At least one local chef featured an item on the menu called Dr. Elkins’ Angusburger. Lots of folks called him Doc.

He earned his medical degree at Harvard University in 1958 and served two years in the Navy at the hospital in Bethesda, Md. He was a surgical intern in New York and discovered that he preferred the research lab. Before Penn, he worked at the Wistar Institute of biomedical research.

Away from the lab, Dr. Elkins was an ocean sailor, expert navigator, and former boat club commodore. He was active with the Brandywine Conservancy, Natural Lands, and other groups, and was lauded by national organizations for his wide-ranging conservation and wildlife efforts.

He made his farm a haven again for the bobolink grassland songbird and other migratory birds and butterflies that had dwindled. “Buck Run Farm is more about growing grass and trees than beef,” he told Greet Brandywine Valley. “We’re blessed by the land.”

“With beef and eggs, how it’s raised matters.”
Dr. Elkins in 2023

William Lukens Elkins was born Aug. 2, 1932, in Boston. He lived on the family dairy farm in Pocopson, Chester County, when he was young, went to boarding school in Massachusetts for four years, and earned a bachelor’s degree in biology at Princeton University.

He met Helen MacLeod at a party in Washington, and they married in 1966 and had a daughter, Sheila, and a son, Jake. They lived in Center City, Society Hill, and Villanova before moving to the farm. “He was easy to be with,” his wife said.

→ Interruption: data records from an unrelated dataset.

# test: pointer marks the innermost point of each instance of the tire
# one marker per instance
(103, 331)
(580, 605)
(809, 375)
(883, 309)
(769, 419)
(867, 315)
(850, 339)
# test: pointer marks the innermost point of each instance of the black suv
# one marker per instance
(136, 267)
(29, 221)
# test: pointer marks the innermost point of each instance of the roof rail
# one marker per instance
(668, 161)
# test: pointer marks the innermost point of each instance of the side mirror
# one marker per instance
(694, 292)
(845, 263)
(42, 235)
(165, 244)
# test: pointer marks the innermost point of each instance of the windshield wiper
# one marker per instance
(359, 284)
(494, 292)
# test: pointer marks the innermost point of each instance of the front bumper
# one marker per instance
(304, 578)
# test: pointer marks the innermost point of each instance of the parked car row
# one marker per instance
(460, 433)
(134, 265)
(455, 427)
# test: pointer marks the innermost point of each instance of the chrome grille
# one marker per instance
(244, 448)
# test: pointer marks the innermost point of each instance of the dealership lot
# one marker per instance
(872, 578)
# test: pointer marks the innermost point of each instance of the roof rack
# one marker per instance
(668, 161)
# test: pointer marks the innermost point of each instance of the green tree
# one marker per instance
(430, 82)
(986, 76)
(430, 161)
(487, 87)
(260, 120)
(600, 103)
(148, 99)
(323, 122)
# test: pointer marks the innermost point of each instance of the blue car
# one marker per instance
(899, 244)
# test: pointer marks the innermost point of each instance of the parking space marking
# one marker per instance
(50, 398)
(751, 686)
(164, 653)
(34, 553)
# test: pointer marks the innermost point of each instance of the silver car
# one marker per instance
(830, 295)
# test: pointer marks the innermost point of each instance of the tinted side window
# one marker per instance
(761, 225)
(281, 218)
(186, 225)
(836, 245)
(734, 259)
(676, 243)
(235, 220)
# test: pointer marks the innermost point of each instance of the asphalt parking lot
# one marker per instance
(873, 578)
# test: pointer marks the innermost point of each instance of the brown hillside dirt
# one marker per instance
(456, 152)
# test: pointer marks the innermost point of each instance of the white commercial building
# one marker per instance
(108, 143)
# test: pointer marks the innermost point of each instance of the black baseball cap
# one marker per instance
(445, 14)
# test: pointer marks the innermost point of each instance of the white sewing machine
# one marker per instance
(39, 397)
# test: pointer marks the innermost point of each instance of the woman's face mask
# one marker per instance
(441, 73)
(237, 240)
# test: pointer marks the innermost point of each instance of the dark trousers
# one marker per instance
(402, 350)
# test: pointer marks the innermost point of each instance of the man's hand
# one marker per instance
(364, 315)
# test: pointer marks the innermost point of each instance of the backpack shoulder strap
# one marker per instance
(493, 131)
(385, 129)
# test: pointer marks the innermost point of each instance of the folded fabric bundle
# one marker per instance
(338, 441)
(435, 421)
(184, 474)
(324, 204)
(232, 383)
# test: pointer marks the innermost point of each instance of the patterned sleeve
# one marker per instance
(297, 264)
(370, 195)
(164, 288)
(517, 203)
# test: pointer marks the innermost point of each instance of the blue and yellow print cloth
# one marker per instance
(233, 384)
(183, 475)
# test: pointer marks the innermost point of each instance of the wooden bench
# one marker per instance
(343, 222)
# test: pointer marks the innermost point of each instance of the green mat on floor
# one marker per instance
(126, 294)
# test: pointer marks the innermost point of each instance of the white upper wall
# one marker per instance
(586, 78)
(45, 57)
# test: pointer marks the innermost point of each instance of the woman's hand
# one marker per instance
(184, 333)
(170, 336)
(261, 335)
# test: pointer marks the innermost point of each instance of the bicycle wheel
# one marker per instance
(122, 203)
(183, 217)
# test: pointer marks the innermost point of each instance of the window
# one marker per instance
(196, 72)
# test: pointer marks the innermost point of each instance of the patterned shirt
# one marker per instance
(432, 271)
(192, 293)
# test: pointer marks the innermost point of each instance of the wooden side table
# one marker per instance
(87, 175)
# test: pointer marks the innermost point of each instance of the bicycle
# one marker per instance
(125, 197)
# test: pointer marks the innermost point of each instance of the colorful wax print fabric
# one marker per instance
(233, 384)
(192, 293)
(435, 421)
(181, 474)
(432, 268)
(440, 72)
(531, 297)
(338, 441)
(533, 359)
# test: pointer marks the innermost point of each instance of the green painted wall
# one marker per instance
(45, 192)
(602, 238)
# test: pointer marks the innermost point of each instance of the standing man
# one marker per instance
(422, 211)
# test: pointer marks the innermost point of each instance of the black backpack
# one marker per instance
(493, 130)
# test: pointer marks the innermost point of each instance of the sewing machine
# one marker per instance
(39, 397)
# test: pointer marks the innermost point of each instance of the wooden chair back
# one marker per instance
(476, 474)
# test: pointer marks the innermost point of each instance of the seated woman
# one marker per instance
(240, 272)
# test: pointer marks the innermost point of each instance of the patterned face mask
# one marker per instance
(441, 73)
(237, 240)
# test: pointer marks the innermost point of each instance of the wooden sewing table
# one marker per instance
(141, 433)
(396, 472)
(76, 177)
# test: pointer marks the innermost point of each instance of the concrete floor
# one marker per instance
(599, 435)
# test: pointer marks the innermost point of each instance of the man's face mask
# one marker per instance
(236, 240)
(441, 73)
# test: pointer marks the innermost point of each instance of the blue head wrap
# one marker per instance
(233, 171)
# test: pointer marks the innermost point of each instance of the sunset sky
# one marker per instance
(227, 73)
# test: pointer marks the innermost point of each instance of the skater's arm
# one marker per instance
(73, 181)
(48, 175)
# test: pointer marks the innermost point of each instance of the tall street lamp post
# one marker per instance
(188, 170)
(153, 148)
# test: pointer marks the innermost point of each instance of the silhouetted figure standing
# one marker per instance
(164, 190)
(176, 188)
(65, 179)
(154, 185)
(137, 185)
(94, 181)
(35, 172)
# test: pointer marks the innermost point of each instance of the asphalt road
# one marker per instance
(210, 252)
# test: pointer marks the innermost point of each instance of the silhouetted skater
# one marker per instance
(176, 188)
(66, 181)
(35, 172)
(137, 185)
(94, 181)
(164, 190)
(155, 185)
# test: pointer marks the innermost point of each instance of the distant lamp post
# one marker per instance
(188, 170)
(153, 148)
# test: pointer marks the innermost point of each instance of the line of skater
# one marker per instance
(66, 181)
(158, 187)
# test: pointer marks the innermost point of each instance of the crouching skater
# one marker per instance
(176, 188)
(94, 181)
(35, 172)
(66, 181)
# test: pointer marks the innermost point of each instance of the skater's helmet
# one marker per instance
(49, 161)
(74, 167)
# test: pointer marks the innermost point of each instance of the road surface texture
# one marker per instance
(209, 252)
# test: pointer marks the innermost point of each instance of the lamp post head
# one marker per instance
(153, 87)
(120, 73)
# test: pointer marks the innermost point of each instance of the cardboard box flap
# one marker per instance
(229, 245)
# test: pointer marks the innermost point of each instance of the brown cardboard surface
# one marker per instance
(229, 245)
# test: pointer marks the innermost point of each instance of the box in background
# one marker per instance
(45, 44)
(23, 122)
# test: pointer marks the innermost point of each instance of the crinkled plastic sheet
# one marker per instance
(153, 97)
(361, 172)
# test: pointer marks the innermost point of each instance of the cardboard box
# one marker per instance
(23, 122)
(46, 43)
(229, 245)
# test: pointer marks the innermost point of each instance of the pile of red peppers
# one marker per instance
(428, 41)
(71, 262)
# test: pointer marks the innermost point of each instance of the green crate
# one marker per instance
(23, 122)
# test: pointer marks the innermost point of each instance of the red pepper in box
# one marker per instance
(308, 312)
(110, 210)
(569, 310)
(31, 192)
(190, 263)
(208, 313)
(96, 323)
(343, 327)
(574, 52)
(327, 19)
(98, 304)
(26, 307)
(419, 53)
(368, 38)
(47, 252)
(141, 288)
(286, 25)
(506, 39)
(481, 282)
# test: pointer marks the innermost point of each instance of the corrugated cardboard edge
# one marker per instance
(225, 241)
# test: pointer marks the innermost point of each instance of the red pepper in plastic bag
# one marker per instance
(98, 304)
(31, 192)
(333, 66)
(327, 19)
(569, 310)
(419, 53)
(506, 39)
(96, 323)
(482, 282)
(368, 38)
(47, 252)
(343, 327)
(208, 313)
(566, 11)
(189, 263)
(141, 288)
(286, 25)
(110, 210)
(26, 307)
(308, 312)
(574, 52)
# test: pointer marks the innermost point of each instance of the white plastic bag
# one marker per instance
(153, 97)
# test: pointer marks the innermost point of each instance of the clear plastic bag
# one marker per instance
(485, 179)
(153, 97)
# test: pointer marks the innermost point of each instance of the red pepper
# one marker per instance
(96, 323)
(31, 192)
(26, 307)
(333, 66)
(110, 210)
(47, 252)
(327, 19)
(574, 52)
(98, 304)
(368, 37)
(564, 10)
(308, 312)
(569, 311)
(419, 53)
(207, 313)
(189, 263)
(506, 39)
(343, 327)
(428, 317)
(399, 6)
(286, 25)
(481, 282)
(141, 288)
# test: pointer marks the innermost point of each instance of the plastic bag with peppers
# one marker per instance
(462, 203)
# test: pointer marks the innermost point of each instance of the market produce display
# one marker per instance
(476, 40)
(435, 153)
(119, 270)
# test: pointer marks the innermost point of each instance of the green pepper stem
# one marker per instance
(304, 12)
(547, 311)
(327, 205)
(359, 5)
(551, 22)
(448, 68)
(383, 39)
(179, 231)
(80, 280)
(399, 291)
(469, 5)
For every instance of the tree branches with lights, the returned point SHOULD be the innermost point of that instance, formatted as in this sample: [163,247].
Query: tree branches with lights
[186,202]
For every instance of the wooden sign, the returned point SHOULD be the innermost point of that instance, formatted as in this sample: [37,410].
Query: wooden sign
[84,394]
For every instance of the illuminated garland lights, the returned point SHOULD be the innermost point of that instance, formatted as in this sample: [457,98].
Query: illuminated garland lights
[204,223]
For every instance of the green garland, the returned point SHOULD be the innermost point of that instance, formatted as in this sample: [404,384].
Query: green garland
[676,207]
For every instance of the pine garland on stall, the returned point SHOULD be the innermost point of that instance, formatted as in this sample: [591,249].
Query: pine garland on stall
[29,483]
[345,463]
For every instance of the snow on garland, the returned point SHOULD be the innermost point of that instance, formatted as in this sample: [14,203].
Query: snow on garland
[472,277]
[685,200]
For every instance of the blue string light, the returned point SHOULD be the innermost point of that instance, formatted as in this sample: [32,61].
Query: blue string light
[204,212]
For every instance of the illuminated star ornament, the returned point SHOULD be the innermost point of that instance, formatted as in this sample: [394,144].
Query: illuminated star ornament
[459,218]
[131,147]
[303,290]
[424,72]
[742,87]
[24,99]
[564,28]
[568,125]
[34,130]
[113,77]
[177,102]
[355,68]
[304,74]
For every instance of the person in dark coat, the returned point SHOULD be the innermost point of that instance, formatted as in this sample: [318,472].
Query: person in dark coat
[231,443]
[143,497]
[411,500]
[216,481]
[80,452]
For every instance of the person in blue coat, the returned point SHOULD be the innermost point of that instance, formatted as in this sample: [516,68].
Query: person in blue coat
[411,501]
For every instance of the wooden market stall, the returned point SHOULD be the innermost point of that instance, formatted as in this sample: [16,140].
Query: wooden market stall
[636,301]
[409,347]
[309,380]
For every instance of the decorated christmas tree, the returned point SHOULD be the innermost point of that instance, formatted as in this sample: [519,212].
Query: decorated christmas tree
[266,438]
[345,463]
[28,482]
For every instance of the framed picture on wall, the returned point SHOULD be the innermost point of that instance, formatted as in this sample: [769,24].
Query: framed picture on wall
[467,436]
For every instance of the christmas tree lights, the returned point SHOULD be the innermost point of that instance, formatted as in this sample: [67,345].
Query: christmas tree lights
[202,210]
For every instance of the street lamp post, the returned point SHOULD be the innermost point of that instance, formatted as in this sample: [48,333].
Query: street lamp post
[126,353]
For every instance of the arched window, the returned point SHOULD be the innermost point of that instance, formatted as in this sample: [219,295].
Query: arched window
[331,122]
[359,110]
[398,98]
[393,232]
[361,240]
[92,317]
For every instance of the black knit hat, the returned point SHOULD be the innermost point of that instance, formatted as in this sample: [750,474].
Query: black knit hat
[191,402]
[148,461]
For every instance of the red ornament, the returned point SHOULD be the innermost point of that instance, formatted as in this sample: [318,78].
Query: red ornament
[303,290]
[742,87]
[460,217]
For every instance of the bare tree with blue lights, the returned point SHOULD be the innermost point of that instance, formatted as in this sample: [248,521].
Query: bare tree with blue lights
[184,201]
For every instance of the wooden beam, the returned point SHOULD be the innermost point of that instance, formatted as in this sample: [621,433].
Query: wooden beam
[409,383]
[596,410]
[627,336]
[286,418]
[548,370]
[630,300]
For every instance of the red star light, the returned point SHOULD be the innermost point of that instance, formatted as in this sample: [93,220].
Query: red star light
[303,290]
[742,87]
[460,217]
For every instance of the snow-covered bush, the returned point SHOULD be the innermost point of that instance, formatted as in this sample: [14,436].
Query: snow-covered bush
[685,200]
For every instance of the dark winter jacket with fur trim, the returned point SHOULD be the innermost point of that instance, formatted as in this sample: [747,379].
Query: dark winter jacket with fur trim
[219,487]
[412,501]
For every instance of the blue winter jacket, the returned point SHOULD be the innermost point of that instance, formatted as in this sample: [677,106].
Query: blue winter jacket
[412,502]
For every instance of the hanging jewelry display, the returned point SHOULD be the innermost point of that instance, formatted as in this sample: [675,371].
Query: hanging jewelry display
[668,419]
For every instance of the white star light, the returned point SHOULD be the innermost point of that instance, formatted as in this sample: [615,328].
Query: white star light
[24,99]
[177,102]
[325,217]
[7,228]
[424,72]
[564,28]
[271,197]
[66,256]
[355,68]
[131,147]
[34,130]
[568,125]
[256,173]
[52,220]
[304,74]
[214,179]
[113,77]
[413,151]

Dr. Elkins loved nature, fishing, and baseball, and he followed the Phillies, the Flyers, and other sports teams. “He had a wonderful bedside manner,” his daughter said. “He was a great listener. He really knew how to support people.”

His son said: “He was unassuming and direct. He spoke his mind. He connected with so many different people. He was curious about the world around him.”

“I once tried to make a low-fat hamburger for sale. But I decided that, if we want a hamburger, we want one that tastes like a hamburger.”
Dr. Elkins to The Hunt magazine

His wife said: “He was thoughtful and always concerned about people. He had good humor. He was fun.”

In addition to his wife and children, Dr. Elkins is survived by five grandchildren and other relatives. A sister died earlier.

A celebration of his life is to be held later.

Donations is his name may be made to the Stroud Water Research Center, 970 Spencer Rd., Avondale, Pa. 19311.